Expert Corner: How Should I Talk To My Kids About Gun Violence?
In the wake of ongoing gun violence across the country, many parents are unsure of how to speak to their children. Reports of shootings within schools, places of worship, and public spaces are occurring frequently. Finding time and space to process them can be difficult. Dr. Melissa Dackis, Clinical Psychologist, shares guidelines for these conversations.
Understand your own reactions. As the guidance goes, always put on your own oxygen mask before helping others. Take time to understand your own reactions to what happened before speaking to your child. Notice how you are feeling. Observe and label your emotions. Notice how strong they are and what happens to them over time. Observe the thoughts and urges that arise when you think about what happened. Allow yourself to feel these emotions and acknowledge why they make sense given what has happened. Children, especially young children, often pick up on how parents are feeling. If you are feeling overwhelmed or unable to manage your emotions, consider first using some of your own coping strategies. One strategy that many parents find helpful is to “cope ahead” for the discussion. First, imagine any difficulties that may arise during the conversation. Then practice ways of managing these reactions so that you feel more confident.

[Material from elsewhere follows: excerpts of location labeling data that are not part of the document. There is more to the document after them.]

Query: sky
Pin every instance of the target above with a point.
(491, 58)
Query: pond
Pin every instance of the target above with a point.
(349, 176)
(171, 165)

Start the conversation. When fear comes up, the tendency is often to push the scary thing away or avoid it altogether. It is so important for parents to be aware of this urge when it comes to talking about gun violence with children. Most children and teenagers will have already heard bits and pieces about what happened from friends, school, or media outlets. Violence such as school shootings often prompts larger school-wide discussions and regular drills. Parents may be tempted not to say anything about what happened because of fears of upsetting children or making it worse. It is almost always more helpful to broach the subject in a developmentally appropriate way than to ignore it. Below are some guidelines for starting the conversation depending on the age of the child:
- For young children, communicate what happened briefly. You can let them know that someone hurt other people. Express how you feel about it (e.g. sad, fearful, etc.), and reassure them that you will do everything you can to make sure they are safe. Be open to any questions that they have about what happened and limit providing more detail than is necessary. Try not to belabor the discussion and move on once they communicate that they are ready.
- For older children and teenagers, start by asking them what they know about what happened or what they have heard. This is a good opportunity to understand how they are feeling and to clarify any misinformation. Allow them to ask you questions and express their concerns. This is also a chance to talk about safety planning as a family if a crisis occurs.
Be mindful of media exposure. Following a traumatic event, many people want to find out as much information as possible. Yet, this may lead to unnecessary exposure to violent images and details. Excessive media coverage following violence is associated with more anxiety and stress. Be mindful of how often the news is on at home and whether your child has access to images and online information that may be distressing. It may also be helpful to speak to your children about taking breaks from social media or limiting access to content related to the shooting.
Foster resiliency. Maintaining routines is extremely important for children and parents following a distressing event. After something shocking and unthinkable happens, it may be disorienting to return to a regular routine. Continue to do fun things as a family even though you may also be grieving or feeling scared. With safety considerations in mind, model to your child that you can both feel these emotions about what happened and continue to live your life. Try to maintain the same types of rules and expectations at home and also leave room to continue to make space for difficult emotions.
Notice changes that stick around. Feelings of sadness, anger, fear, disgust, and helplessness are common after community violence. You may observe that your child:
- Has more difficulty sleeping
- Is more clingy than usual
- Expresses fears about the violence occurring again
- Is tearful
Many of these reactions are typical. However, if they continue for weeks or months, or if they begin to impact your child’s functioning and cause problems, it is important to seek help. If you notice any of the below symptoms or changes, consider reaching out to a mental health professional:
- Lasting changes in sleep or eating
- Difficulty concentrating
- Frequent stomach or headaches
- Significant sadness or irritability
- Excessive anxiety
- Difficulty shifting focus away from fears about the event
- Avoidance of certain situations or places (e.g. school, public places) due to fears of violence.